К следующему Новому году они собрались все вместе — по желанию, а не по обязанности. Галина Павловна больше не командовала парадом, а просто помогала накрывать на стол. Люба не требовала особого меню для детей. Павел Сергеевич впервые за много лет рассказывал анекдоты и смеялся.
— Смотри, как все изменилось, — шепнул Денис, обнимая Ольгу за плечи.
— Да, — она прижалась к мужу. — Мы все выросли. Даже твоя мама.
А потом они запускали фейерверки во дворе, и Илюша с Настей и Кирюшей носились по снегу, и Галина Павловна не кричала «осторожно, простудитесь!», а просто смотрела и улыбалась.

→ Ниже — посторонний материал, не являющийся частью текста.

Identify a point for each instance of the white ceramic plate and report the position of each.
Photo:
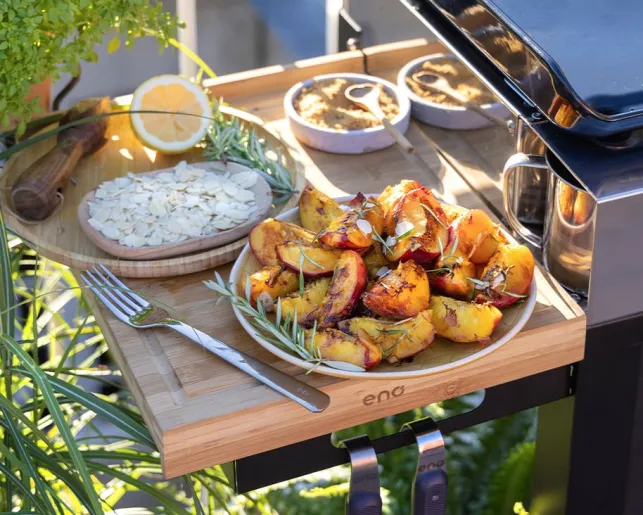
(441, 115)
(441, 355)
(263, 199)
(344, 141)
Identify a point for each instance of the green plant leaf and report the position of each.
(113, 45)
(49, 397)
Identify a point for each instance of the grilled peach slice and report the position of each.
(313, 261)
(338, 346)
(398, 340)
(269, 283)
(375, 261)
(317, 210)
(402, 293)
(348, 283)
(306, 305)
(419, 218)
(370, 210)
(265, 237)
(507, 276)
(474, 233)
(463, 322)
(452, 276)
(354, 228)
(391, 194)
(453, 212)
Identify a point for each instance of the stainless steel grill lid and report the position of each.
(580, 62)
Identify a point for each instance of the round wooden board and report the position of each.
(61, 239)
(441, 355)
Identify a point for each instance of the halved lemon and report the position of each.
(170, 132)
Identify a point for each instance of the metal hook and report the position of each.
(430, 485)
(364, 494)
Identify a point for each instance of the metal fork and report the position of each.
(136, 312)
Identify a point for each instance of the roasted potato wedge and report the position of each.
(398, 340)
(317, 210)
(265, 237)
(313, 261)
(463, 322)
(338, 346)
(371, 211)
(474, 233)
(508, 275)
(269, 283)
(583, 207)
(306, 305)
(353, 229)
(452, 276)
(375, 261)
(402, 293)
(419, 215)
(348, 283)
(392, 193)
(453, 212)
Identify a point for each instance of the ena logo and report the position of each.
(384, 395)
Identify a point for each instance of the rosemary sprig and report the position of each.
(286, 334)
(228, 139)
(432, 213)
(404, 333)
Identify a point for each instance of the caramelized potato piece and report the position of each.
(398, 340)
(583, 207)
(317, 210)
(354, 229)
(419, 213)
(453, 212)
(392, 193)
(402, 293)
(305, 306)
(474, 233)
(375, 261)
(315, 261)
(269, 283)
(265, 237)
(337, 346)
(452, 277)
(371, 210)
(348, 283)
(463, 322)
(508, 275)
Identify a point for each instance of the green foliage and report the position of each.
(44, 38)
(511, 483)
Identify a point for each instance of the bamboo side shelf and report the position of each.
(202, 411)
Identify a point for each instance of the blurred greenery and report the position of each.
(68, 445)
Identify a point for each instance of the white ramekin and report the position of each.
(345, 141)
(440, 115)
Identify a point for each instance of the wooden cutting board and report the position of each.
(61, 238)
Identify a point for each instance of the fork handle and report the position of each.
(309, 397)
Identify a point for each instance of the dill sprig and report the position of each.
(285, 333)
(228, 139)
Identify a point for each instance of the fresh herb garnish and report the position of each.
(228, 139)
(286, 334)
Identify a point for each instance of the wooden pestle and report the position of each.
(39, 190)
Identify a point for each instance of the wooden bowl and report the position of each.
(60, 238)
(440, 356)
(263, 196)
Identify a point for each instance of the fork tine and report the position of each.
(115, 311)
(142, 302)
(116, 291)
(106, 289)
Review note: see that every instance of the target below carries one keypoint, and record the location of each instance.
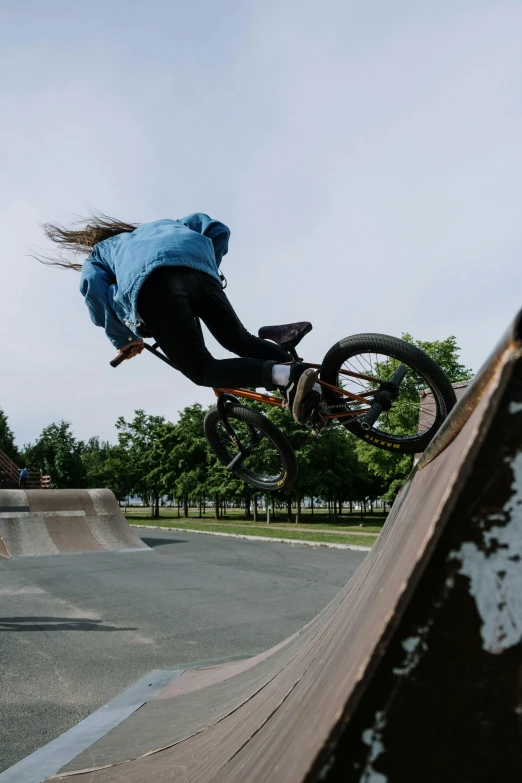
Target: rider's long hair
(81, 238)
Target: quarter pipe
(58, 521)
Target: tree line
(155, 458)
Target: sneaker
(298, 390)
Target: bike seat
(287, 336)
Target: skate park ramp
(412, 673)
(58, 521)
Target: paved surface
(412, 672)
(75, 630)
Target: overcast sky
(365, 155)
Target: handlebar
(118, 360)
(152, 349)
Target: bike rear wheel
(270, 462)
(411, 421)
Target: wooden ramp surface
(412, 673)
(57, 521)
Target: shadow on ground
(55, 624)
(160, 541)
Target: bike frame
(268, 399)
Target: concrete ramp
(57, 521)
(411, 674)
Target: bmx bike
(371, 385)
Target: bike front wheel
(252, 448)
(365, 364)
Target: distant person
(153, 280)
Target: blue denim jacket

И это было настоящее счастье — без условий и обязательств. Просто потому, что каждый наконец нашел свое место. Свою территорию. Свою свободу.
Вечером, уже дома, Ольга вдруг вспомнила тот разговор с Илюшей о границах.
— Знаешь, — сказала она мужу. — А ведь он был прав. Это действительно как в игре. Только выигрывают все. Когда каждый находит свою территорию и учится ее уважать.
— Мудрый у нас сын растет, — улыбнулся Денис.
— Просто счастливый. Потому что растет в доме, где нет войны. Где можно быть собой. Где тебя любят просто так, а не за соответствие чужим ожиданиям.